Venkatadri died on 21 January 2023.

==Awards==
In 2021 he received Dr A T Kovoor National Award instituted by Bharatheeya Yukthivadi Sangham on his 100th birthday. The award was to appreciate his activism and achievement, spreading free-thought and rationalism. One of the previous recipients of Dr A T Kovoor Award was superstar Kamal Haasan. A prolific rationalist author Ravipudi Venkatadri has also received the Kondaveeti Venkatakavi Sahitya Peetham Lifetime Achievement Award in 2021. He received "Modern Charwaka National Award" from Charvaka Kala Peetham, Nellore, Andhra Pradesh in 2021. He received Tripuraneni Ramaswamy National Award from Kaviraju Trust, Hyderabad which was presented through the hands of K. R. Narayanan, then Vice President of India. He was also given the "Bharateeyudu" Award from Bharateeyam, Ongole.

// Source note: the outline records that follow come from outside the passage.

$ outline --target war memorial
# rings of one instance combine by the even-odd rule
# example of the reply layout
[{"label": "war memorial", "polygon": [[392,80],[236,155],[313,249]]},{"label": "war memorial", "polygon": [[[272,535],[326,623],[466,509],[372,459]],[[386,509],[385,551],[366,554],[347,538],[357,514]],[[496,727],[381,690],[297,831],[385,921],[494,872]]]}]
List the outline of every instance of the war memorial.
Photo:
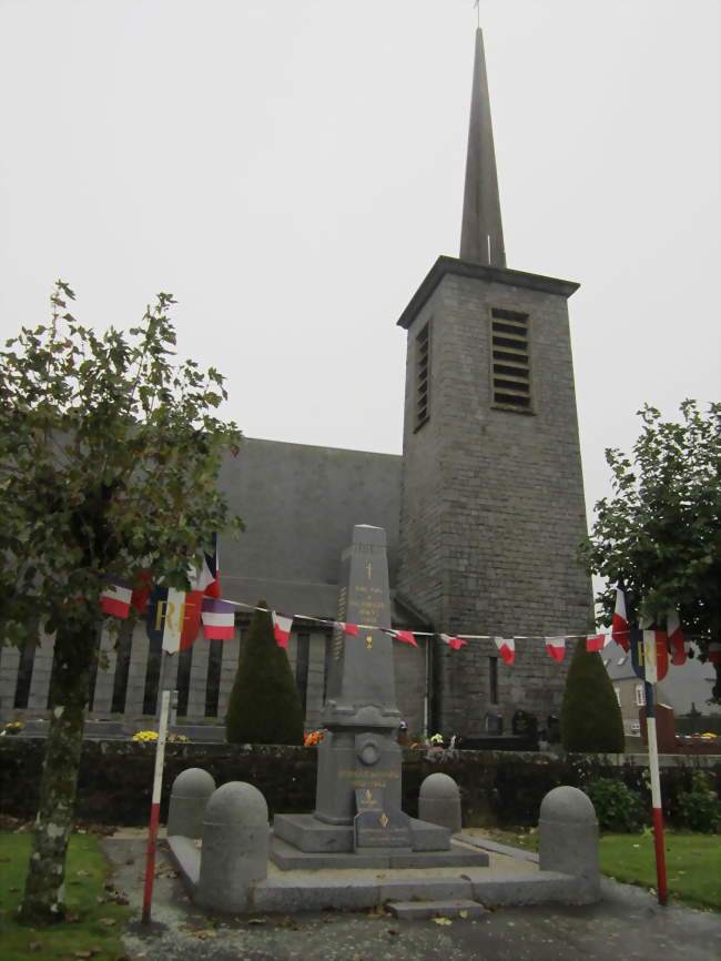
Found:
[{"label": "war memorial", "polygon": [[[490,872],[483,843],[464,840],[458,788],[447,775],[429,775],[420,789],[419,811],[433,820],[402,810],[385,540],[382,528],[357,525],[344,553],[338,617],[360,631],[347,637],[337,628],[334,637],[313,813],[277,813],[268,832],[262,786],[216,789],[199,768],[175,779],[167,837],[193,900],[226,913],[389,902],[399,917],[597,900],[598,823],[576,788],[544,800],[540,870],[511,876]],[[365,629],[366,618],[377,626]],[[456,871],[436,873],[448,868]]]}]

==Radical Humanist Centre==
Radical Humanist Centre at Inkollu, Andhra Pradesh was founded by Ravipudi. It constructed a building on the land donated by Ravi Subbarao, a retired post master. This building houses a conference hall, rooms for guests including amenities for them and a well stocked library with back issues of the monthly magazine Hetuvadi, books on rationalism, humanism and atheism – mostly written by Ravipudi Venkatadri himself.

==Hetuvadi==
Hetuvadi – a monthly journal, meaning of the title in English The Rationalist – is devoted to Science, Rationalism and Humanism was being edited by Ravipudi Venkatadri. This periodical in Telugu was started in the year 1982.

==Quote of Ravipudi==
"If we hang on to the concept of Godhood, that has been drowning mankind in the deep waters of ignorance for thousands of years – in spite of the fact that it is unfounded, useless and unproven – evidently it shows that we do not accept evolution of ideas."